Clinical research is what you’ll see in academic journals and online research databases that provide a science- and evidence-based understanding. To be published, clinical studies and data are peer-reviewed, meaning they’re scrutinized by a team of academic peers that determine its efficacy. Once that is determined, it’s released to the academic community and in many cases, released through “open data” where the public can retrieve research information. If there isn’t a strong body of peer-reviewed research surrounding a particular issue, lawmakers have a difficult time passing legislation.
What can we do in the absence of enough formal research on cannabis?
Become a Critical Learner About Cannabis
In order to strengthen the cannabis movement, we have to join together to commit to spreading accurate, informative, and true information about cannabis. We need to be discerning of the information we read and be prepared to toss out the garbage information that doesn’t present an accurate understanding of cannabis.
Here are a few ways you can help increase your cannabis information literacy:
- Check your sources. There are a lot of sub-par cannabis publications out there that are unfortunately more about clickbait than actually educating people about cannabis. If you’re reading about cannabis on a site that’s full of “BS” article links and you’re being barraged by popups and banners, you’re likely not getting the best information about cannabis. If people are claiming that “a study” revealed something, make sure there’s a link that brings you directly to that information.
- Don’t jump to conclusions based on bias. Take your time to research more about something before taking it as truth. There is A LOT of bias out there in terms of cannabis. People and interest groups will spread the information they want about cannabis and can spin any information to suit their agenda. Before sharing something, do a bit of background to ensure what you’re reading is substantiated.
- Become a research geek. Open access research publications allow anyone to read formal research about cannabis. Databases like Project CBD and the US National Library of Medicine (PubMed) contain links to full research documents as well as study abstracts that provide an overview of the formal research process and conclusions. There are a lot of helpful links to clinical research on cannabis, however limited.

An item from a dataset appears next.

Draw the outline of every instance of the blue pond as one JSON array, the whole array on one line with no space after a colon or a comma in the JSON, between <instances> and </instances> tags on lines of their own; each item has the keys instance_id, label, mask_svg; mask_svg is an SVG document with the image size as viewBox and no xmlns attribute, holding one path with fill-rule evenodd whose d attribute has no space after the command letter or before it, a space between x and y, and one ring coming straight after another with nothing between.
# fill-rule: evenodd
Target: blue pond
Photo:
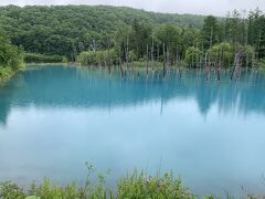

- Advocate. You have the power as a citizen of your state to advocate for more cannabis research. Contact your municipal and state representatives, share your stories with them, and ask them to invest in and advocate for research into cannabis. Use your voice!
It’s On Us… For Now
It’s on the cannabis community to keep up the quality of information on cannabis high and to advocate for more empirical research and clinical research on cannabis so that we can substantiate what we know about cannabis already.
You can help by ensuring you become a discretionary consumer of cannabis information while helping to share and advocate towards collecting research that brings a more accurate view of how cannabis is changing lives.